―翌年―

 この春、高校を卒業した俺は推薦入試で法凛大学に入学した。

 礼奈は中学三年生に進級したが、俺が大学生になったことで、ますます年齢差が開いた気がする。

「お前、健全な女子中学生を相手に犯罪を犯すなよ」

「犯罪なんか、犯してないし」

 大学構内で友達にからかわれる毎日。その背後には鬼瓦敏樹の影がちらつく。

 礼奈と交際していること自体を『悪』とする、シスコン敏樹の差し金に決まっている。

 俺に精神的なダメージを植え付け、二人の交際の邪魔をしているつもりだろうが、俺は逆境には強いんだよ。

 俺達が交際していることは双方の両親も知っていて、親公認の仲だ。

 当然のように互いの家を行き来していたが、『礼奈は創の家に行ってはならん』と、敏樹の一方的な命令により、礼奈は渋々従っている。

 でも俺も、本音を言えばその方がいい。

 俺の部屋だと、俺が俺でなくなってしまう恐れがあるからだ。俺の中に潜む欲望が、巨大化する可能性が否定できない。

 俺の姫は中学三年生になり、ますます可愛くなった。そして前よりも小悪魔度は増した気がする。
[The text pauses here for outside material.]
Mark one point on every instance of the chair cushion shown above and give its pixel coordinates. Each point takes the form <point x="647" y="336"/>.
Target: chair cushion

 ある日、いつものように礼奈の家に遊びに行くと、おばさんに呼び止められた。

「創ちゃん。礼奈の家庭教師を頼めないかしら?」

「家庭教師ですか?」

 俺は階段で足を止める。
 礼奈がニヤッと笑った。

 この顔は、何か企んでいる顔だ。
 ははん、首謀者は礼奈だな。

「中三なのに、進学塾には行かないっていうし、敏樹に勉強を教えてもらうのは死んでも嫌だっていうし。創ちゃんが家庭教師をしてくれるなら受験勉強するっていうのよ。家庭教師の月謝は払うから頼めないかしら?」

 礼奈と一緒にいられるなら、断る理由なんてない。

「俺は素人だから、家庭教師の月謝なんていりません。礼奈の高校受験が終わるまで、俺でよければ協力しますよ」

「ほんと? 助かるわ。ありがとう」

 敏樹そっくりだけど、おばさんの笑顔は愛嬌があり、気さくな人柄だ。イケメンのおじさんが、おばさんと結婚した理由もなんとなく理解できる。

 家庭教師を引き受けた俺は、礼奈の家に堂々と来る口実ができ、ニカッと笑う。

 当然礼奈もご満悦だ。
 その笑みが、ちょっと……怖い。